WU Jinying1, LI Xin1, DING Xiaojun1,2,3, QIU Wenchi1, ZOU Fengyuan1,2,3()   

  1. 1. School of Fashion Design & Engineering, Zhejiang Sci-Tech University, Hangzhou, Zhejiang 311199, China
    2. Clothing Engineering Research Center of Zhejiang Province, Hangzhou, Zhejiang 311199, China
    3. Key Laboratory of Silk Culture Heritage and Products Design Digital Technology, Ministry of Culture and Tourism, Hangzhou, Zhejiang 311199, China
  • Received:2023-04-26 Revised:2023-09-13 Online:2024-04-15 Published:2024-05-13

Abstract:

Objective The current research on body shape uses classification indexes for body shape such as circumference, width, thickness, ratio and angle, which are not able to fully reflect the curved shape of body. In order to establish classification and discrimination of three-dimensional surfaces of female body and improve the fit of pants, a method of body shape classification based on space vector length characterization of waist-abdomen-hip morphology is proposed.

Method The 3-D point cloud data of 323 young women aged 18-25 years were collected by TC2 3D scanner, and the 10-layer cross-sectional curves of the waist-abdomen-hip were extracted. The center of mass of hip circumference was used as the origin to reconstruct the point cloud coordinate system. The space vector length of 130 feature points was calculated by Euclidean distance to construct the modulus length matrix to characterize the morphology of body surface. The eigen dimension was determined by using maximum likelihood estimation, and Laplace feature mapping was introduced. The body type segmentation based on space vector length was achieved by K-means clustering. The discriminative model of waist-abdomen-hip morphology of young women was established by random forest algorithm. The garment samples (SVP) corresponding to four types under size 160/66A were obtained and compared with the basic women's suit pants benchmark sample (BTP) to evaluate their fit.

Results Based on the 3-D point cloud data, 10 feature cross-sections reflecting the morphology of the waist-abdomen-hip surfaces were extracted, and 130 feature points were extracted. A modal length matrix of 323 samples, each with 130 space vector lengths was constructed. The maximum likelihood estimation was used to determine the eigen dimension as 18. The modal length matrix 323 18 characterizing the body surface morphology was obtained by dimensionality reduction.
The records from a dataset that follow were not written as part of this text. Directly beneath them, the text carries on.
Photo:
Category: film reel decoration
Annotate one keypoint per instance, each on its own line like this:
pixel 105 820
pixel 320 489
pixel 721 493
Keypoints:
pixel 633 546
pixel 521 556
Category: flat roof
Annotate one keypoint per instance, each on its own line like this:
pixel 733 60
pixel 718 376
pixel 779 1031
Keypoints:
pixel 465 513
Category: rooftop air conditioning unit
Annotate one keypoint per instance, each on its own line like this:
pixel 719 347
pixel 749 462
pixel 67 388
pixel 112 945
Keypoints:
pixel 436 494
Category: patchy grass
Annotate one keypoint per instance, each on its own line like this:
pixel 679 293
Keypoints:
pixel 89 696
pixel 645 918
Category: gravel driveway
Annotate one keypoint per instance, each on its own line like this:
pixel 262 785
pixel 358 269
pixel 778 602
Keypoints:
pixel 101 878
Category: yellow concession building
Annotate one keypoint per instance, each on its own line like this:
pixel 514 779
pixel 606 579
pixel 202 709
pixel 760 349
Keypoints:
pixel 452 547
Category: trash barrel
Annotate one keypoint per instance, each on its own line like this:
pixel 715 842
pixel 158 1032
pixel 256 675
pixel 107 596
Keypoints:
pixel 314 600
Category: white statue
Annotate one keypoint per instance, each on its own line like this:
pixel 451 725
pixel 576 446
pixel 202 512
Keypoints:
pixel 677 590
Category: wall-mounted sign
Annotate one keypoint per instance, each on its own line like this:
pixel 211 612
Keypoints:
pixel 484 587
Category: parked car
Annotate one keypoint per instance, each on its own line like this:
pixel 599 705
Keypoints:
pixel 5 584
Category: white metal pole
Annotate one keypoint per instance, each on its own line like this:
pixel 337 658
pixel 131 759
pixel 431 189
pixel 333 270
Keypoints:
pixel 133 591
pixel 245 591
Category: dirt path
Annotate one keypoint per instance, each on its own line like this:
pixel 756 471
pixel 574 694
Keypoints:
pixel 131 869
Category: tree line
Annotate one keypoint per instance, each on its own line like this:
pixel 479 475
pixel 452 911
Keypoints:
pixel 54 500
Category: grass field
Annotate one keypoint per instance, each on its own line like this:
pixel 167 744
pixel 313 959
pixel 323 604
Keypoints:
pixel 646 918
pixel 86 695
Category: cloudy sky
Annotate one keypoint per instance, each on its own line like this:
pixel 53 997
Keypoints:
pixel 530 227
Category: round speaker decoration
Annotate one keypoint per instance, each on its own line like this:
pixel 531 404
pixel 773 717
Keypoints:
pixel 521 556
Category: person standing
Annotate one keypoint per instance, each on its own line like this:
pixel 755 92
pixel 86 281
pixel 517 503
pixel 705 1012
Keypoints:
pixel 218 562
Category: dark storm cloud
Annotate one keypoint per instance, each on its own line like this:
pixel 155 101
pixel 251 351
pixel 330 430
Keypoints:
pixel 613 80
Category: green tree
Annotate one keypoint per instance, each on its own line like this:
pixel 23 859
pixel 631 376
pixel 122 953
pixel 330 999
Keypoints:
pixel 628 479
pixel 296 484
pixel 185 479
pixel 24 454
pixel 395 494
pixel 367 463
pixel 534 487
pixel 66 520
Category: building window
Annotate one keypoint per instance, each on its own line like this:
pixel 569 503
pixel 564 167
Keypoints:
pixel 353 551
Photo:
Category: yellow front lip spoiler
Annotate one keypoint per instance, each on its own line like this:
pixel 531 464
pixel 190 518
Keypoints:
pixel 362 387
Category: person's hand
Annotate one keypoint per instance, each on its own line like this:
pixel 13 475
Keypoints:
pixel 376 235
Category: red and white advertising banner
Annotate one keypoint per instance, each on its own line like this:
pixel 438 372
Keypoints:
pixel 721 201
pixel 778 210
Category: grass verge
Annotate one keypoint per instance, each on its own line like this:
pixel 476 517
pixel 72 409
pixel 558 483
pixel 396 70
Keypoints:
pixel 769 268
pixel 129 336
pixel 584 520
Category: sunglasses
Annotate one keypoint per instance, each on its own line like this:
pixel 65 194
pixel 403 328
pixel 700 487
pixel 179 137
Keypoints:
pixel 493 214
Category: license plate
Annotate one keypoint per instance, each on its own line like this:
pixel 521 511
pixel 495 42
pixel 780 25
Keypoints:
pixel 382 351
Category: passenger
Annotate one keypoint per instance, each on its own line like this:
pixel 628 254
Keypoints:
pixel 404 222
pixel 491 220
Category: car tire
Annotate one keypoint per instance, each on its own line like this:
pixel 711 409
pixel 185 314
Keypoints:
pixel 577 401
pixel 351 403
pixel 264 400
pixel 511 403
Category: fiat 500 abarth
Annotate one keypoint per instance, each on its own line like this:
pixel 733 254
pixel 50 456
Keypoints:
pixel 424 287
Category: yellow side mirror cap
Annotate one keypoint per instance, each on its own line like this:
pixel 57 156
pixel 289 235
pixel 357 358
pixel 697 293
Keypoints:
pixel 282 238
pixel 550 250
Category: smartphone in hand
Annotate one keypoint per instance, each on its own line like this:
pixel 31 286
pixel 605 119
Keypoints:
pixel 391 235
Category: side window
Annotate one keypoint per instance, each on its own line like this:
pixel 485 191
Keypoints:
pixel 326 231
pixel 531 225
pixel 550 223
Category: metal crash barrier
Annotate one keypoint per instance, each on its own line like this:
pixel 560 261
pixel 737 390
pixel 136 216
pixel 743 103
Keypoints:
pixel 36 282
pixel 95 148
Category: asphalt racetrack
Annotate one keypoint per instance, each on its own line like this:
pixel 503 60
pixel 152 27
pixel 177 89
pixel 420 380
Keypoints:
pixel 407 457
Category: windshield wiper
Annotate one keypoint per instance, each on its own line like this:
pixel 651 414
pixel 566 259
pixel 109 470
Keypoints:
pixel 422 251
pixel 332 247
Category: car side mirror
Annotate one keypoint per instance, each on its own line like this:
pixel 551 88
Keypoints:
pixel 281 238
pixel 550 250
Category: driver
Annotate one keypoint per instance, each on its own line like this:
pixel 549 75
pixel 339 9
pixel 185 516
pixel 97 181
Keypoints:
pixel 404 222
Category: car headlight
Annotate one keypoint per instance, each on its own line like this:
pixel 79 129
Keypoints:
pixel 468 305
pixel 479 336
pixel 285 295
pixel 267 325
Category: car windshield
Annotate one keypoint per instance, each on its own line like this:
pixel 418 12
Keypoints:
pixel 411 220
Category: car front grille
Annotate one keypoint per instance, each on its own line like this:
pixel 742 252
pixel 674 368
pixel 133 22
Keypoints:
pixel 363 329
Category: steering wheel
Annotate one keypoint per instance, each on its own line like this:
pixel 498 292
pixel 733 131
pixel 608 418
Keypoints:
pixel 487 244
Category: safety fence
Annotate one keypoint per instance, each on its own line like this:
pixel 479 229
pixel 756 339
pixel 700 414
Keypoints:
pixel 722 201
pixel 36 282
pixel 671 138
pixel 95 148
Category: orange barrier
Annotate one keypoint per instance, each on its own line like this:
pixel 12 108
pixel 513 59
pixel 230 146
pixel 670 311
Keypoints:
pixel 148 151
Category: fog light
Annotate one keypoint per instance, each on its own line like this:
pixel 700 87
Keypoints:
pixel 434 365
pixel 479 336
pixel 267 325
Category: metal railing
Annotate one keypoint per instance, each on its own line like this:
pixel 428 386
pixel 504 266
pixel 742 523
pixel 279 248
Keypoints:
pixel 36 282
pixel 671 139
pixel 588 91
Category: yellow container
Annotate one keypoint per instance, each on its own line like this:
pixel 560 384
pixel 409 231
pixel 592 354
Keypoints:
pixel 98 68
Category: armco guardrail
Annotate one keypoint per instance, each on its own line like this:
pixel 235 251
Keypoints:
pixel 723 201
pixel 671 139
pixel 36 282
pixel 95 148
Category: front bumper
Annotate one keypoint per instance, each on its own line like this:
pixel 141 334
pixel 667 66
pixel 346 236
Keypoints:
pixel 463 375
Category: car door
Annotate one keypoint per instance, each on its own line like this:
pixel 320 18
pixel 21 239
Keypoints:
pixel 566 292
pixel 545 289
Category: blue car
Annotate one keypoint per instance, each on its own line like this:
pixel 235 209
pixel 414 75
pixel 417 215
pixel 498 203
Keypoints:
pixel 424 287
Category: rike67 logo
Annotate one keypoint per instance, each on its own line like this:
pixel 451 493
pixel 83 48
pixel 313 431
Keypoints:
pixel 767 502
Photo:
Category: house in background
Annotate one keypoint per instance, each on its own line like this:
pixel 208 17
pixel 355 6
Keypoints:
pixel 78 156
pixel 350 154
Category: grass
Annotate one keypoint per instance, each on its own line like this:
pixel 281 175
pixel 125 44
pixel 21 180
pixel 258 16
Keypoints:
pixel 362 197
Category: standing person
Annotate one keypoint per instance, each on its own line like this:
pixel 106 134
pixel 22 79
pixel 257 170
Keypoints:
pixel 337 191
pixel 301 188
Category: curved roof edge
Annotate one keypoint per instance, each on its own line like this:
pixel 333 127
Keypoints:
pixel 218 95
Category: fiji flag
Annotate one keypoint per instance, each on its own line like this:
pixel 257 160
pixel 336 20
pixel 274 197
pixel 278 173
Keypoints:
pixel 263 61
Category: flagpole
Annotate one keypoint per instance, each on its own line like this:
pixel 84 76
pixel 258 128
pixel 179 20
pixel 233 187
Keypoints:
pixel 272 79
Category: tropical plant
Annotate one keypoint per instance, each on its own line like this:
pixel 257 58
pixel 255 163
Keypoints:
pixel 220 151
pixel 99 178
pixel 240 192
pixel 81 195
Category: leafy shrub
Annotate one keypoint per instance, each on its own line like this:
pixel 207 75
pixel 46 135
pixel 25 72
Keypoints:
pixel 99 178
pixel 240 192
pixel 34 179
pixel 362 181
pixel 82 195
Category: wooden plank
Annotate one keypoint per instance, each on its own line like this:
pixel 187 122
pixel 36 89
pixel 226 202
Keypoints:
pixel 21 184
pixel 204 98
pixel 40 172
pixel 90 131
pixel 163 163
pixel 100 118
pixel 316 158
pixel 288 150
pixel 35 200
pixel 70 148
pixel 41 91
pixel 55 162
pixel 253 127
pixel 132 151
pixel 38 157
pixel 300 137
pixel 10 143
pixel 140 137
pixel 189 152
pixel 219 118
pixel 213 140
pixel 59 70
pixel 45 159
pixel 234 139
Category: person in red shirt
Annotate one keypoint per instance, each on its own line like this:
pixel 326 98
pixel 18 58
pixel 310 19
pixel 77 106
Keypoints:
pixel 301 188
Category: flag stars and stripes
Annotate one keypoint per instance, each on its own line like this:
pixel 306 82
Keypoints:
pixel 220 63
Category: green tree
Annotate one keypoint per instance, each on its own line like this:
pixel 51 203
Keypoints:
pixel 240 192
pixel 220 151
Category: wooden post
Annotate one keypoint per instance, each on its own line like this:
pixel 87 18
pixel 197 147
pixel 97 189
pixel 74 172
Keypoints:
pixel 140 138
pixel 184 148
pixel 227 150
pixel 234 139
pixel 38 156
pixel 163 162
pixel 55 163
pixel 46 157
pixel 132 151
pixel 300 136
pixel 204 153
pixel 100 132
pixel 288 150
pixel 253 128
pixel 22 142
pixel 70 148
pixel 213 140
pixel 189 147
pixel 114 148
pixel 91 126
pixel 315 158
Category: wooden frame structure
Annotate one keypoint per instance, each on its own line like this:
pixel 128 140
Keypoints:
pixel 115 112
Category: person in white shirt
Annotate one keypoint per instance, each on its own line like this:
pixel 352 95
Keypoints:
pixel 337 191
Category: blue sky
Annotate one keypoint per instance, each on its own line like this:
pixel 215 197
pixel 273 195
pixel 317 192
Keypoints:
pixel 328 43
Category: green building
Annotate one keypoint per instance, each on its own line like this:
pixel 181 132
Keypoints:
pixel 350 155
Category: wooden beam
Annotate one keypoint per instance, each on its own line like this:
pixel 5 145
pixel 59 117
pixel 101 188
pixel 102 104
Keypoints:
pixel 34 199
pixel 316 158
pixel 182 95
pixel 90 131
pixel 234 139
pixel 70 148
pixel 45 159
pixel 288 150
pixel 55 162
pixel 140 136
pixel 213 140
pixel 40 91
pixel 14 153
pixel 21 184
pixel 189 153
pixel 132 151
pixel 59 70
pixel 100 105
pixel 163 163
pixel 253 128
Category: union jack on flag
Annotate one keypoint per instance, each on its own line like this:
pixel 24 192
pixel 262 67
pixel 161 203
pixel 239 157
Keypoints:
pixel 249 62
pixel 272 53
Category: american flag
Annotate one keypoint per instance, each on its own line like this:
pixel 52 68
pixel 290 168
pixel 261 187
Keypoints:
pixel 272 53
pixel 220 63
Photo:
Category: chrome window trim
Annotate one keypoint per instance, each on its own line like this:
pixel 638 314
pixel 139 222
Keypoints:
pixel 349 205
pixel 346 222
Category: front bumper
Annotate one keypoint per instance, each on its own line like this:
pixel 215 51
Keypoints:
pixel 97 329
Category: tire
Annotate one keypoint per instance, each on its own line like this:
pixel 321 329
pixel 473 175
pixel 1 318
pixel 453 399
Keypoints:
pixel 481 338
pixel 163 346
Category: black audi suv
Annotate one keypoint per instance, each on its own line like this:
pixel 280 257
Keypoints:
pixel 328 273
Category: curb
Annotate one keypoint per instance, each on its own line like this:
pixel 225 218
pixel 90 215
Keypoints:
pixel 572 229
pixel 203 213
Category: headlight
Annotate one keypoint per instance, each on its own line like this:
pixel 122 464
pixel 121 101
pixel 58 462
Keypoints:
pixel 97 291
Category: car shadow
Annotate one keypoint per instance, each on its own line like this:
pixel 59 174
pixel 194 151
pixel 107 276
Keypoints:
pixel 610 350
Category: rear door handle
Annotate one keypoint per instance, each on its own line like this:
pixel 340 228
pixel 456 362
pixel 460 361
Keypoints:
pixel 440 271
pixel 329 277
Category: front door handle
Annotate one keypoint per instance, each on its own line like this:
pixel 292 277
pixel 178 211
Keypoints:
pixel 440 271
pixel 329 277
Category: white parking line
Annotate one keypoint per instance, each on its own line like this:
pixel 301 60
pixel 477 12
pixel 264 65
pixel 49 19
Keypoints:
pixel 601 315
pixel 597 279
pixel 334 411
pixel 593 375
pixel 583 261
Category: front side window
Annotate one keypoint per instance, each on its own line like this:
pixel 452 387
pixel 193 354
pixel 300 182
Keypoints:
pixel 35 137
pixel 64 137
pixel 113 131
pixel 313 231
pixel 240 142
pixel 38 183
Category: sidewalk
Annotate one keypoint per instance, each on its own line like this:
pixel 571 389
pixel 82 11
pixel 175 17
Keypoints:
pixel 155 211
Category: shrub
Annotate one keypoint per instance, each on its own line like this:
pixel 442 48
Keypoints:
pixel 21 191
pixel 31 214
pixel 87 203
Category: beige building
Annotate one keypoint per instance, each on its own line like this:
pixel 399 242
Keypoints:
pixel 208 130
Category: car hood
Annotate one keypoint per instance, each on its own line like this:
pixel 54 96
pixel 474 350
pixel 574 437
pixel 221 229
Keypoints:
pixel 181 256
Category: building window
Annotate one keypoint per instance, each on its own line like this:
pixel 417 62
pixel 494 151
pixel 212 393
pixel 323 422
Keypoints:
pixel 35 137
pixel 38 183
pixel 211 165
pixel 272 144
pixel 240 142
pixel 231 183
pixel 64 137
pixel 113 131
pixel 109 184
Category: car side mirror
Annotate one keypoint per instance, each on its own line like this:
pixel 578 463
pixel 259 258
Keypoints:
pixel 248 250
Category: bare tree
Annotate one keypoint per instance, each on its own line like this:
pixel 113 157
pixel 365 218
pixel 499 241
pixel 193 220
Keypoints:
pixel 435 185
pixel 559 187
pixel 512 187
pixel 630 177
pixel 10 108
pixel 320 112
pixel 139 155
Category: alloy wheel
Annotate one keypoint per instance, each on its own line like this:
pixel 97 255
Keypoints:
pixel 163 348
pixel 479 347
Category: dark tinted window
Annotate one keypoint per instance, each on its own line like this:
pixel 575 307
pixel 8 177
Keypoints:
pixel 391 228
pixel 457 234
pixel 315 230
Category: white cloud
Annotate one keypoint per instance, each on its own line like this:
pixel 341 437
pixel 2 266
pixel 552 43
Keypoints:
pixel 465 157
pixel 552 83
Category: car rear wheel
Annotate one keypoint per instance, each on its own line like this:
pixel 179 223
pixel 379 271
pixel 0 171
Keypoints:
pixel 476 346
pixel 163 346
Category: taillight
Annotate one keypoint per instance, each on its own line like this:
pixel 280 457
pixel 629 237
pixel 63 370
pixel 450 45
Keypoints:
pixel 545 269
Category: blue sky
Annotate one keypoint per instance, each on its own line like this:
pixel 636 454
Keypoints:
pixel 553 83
The elbow method was used to determine the number of clusters as 4. Through cluster analysis, the waist-abdomen-hip of young women were subdivided into four types by combining the national standard body type, i.e., mass, flat, convex abdomen and convex hip, which accounted for 58.82%, 27.86%, 8.36% and 4.95% of the total number of samples respectively. In order to perform the discrimination test for the independence of different body types, a discriminative model of waist-abdomen-hip morphology of young women was established with a decision tree number of 100, a classification number of 4, a training and testing sample of 8∶2. The model was continuously trained by Random Forest(RF) algorithm, and the discrimination accuracy reached 96.92%. Using the virtual fitting, it can be seen that the SVP sample pants are blue and green areas at the waist and crotch. The garment stretch is between 100%-110% in a normal stretch state, with moderate dressing pressure and a good garment fit. Through virtual fitting and physical verification, the fit of SVP sample pants became better than that of BTP sample pants.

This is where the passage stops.